“A Bitter Taste of ‘the Good Life’” Ensign, Mar. 1990, 65
All my life I have searched to find the happiness that the scriptures promise we can enjoy on this earth. I always expected happiness to come from an outside source. I mistakenly felt that when I lost a few pounds, or got married, or had children, or owned my own home, I would then be happy.
As the years passed, I felt that I was missing out on the abundant life the Savior promised us. I continued to search for a magic formula that would make me happy.
Not long ago, I was introduced to a private self-improvement seminar that promised to expand my consciousness and help me achieve all my goals in life. The classes were initially organized and taught by people who professed to be members of the Church, so I felt comfortable and safe enrolling in them.

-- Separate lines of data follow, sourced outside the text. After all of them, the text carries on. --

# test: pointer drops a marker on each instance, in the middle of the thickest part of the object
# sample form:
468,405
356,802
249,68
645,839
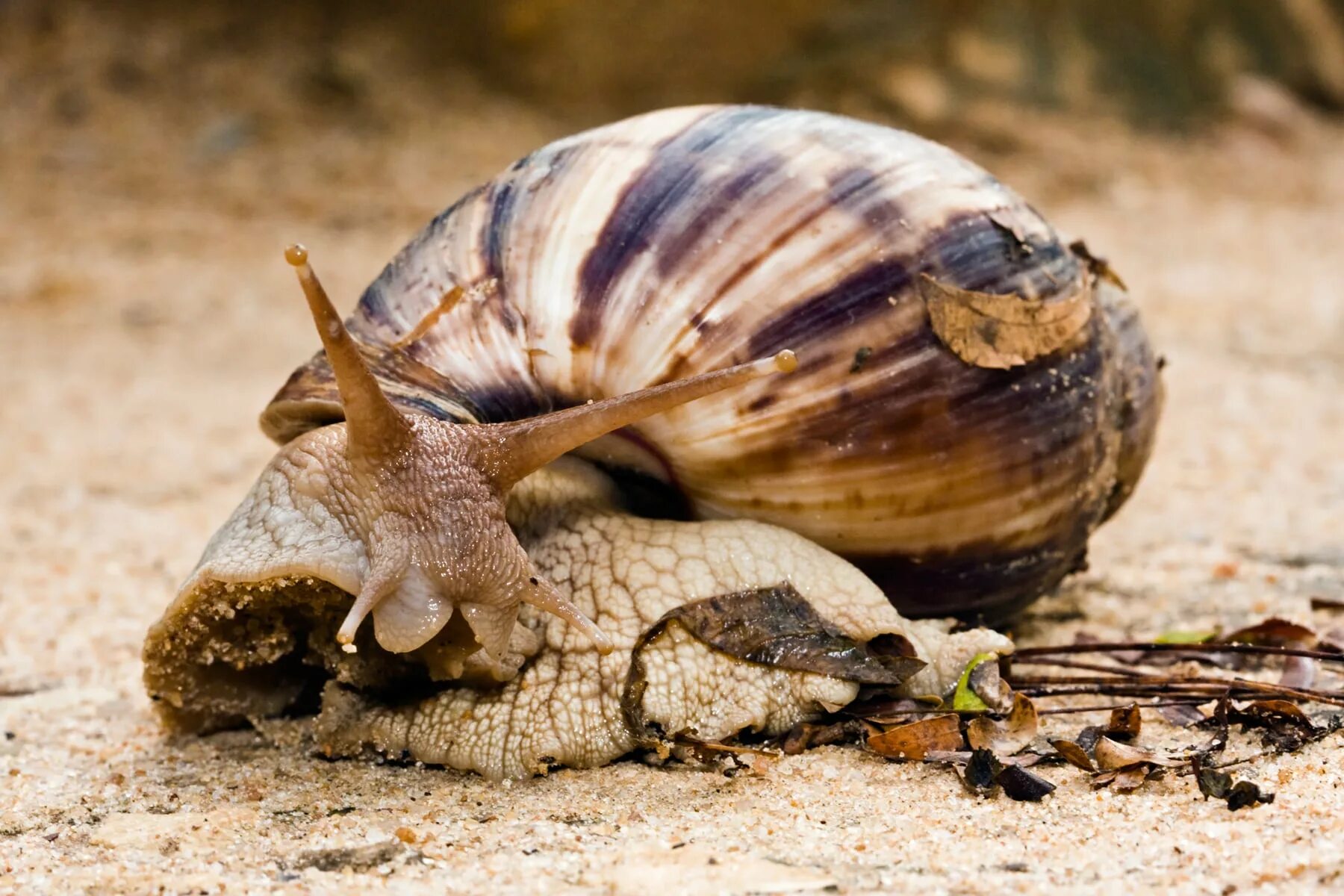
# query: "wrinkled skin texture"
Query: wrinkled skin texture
564,704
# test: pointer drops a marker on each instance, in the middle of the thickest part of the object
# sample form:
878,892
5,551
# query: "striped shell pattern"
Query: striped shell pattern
688,240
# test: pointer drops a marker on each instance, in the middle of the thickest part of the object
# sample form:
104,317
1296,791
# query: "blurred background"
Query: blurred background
156,156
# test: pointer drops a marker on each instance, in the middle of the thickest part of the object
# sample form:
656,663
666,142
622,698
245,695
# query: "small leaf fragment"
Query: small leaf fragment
1008,736
1275,633
1182,715
1074,754
1021,785
1219,785
1125,722
1246,794
915,739
1112,754
983,768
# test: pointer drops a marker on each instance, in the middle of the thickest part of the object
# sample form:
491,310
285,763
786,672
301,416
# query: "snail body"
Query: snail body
830,341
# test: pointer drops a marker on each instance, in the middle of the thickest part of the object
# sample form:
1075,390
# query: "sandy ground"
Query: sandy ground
146,317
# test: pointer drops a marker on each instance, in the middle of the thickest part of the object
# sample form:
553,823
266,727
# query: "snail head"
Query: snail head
426,497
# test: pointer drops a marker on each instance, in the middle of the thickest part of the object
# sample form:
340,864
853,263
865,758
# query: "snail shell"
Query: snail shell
974,398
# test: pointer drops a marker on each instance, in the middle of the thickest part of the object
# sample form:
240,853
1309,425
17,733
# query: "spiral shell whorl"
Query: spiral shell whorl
688,240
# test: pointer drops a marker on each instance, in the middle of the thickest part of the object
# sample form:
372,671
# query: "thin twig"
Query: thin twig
1265,650
1075,664
1156,704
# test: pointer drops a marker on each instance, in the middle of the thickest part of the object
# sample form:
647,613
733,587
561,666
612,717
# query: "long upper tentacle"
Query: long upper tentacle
376,426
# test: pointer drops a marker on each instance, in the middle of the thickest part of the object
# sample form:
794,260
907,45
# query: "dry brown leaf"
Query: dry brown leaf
915,739
1003,331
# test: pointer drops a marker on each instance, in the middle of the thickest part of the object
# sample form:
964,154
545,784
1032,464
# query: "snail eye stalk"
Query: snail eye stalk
428,494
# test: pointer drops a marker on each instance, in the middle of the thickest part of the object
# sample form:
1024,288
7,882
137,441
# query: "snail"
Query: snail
652,435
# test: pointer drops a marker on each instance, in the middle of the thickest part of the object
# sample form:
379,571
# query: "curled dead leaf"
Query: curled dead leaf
915,739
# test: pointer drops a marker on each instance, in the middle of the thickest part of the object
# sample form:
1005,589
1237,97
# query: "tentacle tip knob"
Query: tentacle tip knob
296,254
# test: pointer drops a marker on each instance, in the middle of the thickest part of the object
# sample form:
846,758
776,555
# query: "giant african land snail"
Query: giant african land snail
972,399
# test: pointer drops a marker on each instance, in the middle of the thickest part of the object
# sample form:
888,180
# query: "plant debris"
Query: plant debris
988,729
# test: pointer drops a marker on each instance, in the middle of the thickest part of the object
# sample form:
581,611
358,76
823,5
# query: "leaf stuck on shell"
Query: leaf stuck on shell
1003,331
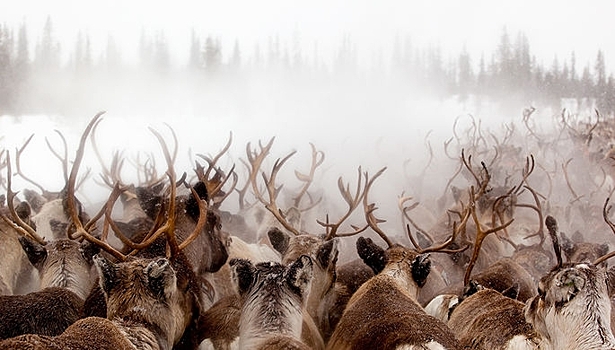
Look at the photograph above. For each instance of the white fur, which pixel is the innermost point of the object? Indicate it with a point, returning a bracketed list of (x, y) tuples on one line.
[(521, 342), (440, 305), (432, 345), (50, 210)]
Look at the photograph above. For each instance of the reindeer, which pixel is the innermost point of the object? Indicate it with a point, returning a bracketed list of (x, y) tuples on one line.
[(64, 268), (483, 317), (273, 296), (383, 312), (323, 250), (145, 311), (572, 309), (164, 306), (16, 272)]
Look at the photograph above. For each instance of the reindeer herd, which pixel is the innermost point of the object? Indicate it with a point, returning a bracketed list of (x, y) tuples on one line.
[(513, 254)]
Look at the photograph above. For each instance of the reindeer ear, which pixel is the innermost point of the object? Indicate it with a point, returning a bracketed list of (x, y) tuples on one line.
[(300, 275), (421, 266), (88, 250), (456, 193), (327, 253), (279, 240), (24, 211), (107, 273), (603, 249), (242, 272), (372, 254), (36, 252), (192, 206), (512, 291), (566, 285), (149, 200), (567, 245), (161, 277)]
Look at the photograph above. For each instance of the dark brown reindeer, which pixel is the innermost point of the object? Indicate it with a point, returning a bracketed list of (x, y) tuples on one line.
[(153, 301), (50, 214), (384, 313), (145, 321), (572, 309), (66, 277), (273, 298), (16, 272), (322, 250), (484, 318)]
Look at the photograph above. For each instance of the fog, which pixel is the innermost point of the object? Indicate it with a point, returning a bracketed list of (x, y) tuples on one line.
[(358, 111)]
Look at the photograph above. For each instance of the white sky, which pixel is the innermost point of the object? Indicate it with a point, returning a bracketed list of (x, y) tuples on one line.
[(553, 27)]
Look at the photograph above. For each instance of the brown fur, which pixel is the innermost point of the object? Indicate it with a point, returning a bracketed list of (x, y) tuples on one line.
[(272, 296), (92, 333), (187, 284), (48, 312), (350, 277), (144, 309), (285, 343), (571, 310), (384, 313), (504, 276), (220, 323), (15, 270), (488, 320)]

The first course consisted of nearly fifty hours of instruction packed into a single, intense week. All my expectations seemed to be fulfilled. Gospel truths were used to help us see ourselves in a better, more complete light. Emotional pain seemed to melt away through the instruction, group role-playing, and psychological tactics employed.
I was so elated by the “progress” I was making that I enrolled in the second phase of the course. But then the direction and focus of the course subtly changed. I was taught concepts that seemed contrary to the teachings of Jesus Christ. I was led to believe that it was my own lack of understanding that caused me to question these strange new ideas.
One of the falsehoods subtly interjected was that there is no need to strive for perfection or even to be concerned about our own destiny. We were taught that everyone is on his or her perfect path and that, no matter what he did in mortality, we would all achieve the celestial kingdom. Even Satan and his followers, we were told, would be there.
Perhaps most disturbing was that I was specifically counseled not to tell my husband what I had learned. Spouses could never understand the new concepts being taught, the instructor said, until they had taken the first course.
I had always shared my feelings with my husband, and I told him about what I had learned. He tried to show me how the courses had programmed me to accept false teachings—they had the effect of brainwashing.
I thought I could prove him wrong. My husband prayed and fasted, then asked me to go to the temple with him. I agreed to go. We sat in the celestial room and talked, and the spirit of the Lord let me know how wrong I was.
When we returned home, I could feel the adversary’s presence. He had nearly misdirected me, and he knew he was losing me. I read the scriptures until I finally felt his presence leave.
Though the experience of having my testimony challenged was very painful for me, it also initiated great personal growth. I have come to realize more fully that, as Nephi taught, I must not put my trust in the arm of flesh (see 2 Ne. 4:34), but must rely instead on the teachings of the Savior.
I now understand that there are no quick remedies to life’s problems and frustrations. True and lasting happiness comes only by following the teachings of the Savior and his servants, the prophets.
“For behold, the Spirit of Christ is given to every man, that he may know good from evil; wherefore, I show unto you the way to judge; for every thing which inviteth to do good, and to persuade to believe in Christ, is sent forth by the power and gift of Christ; wherefore ye may know with a perfect knowledge it is of God.” (Moro. 7:16.)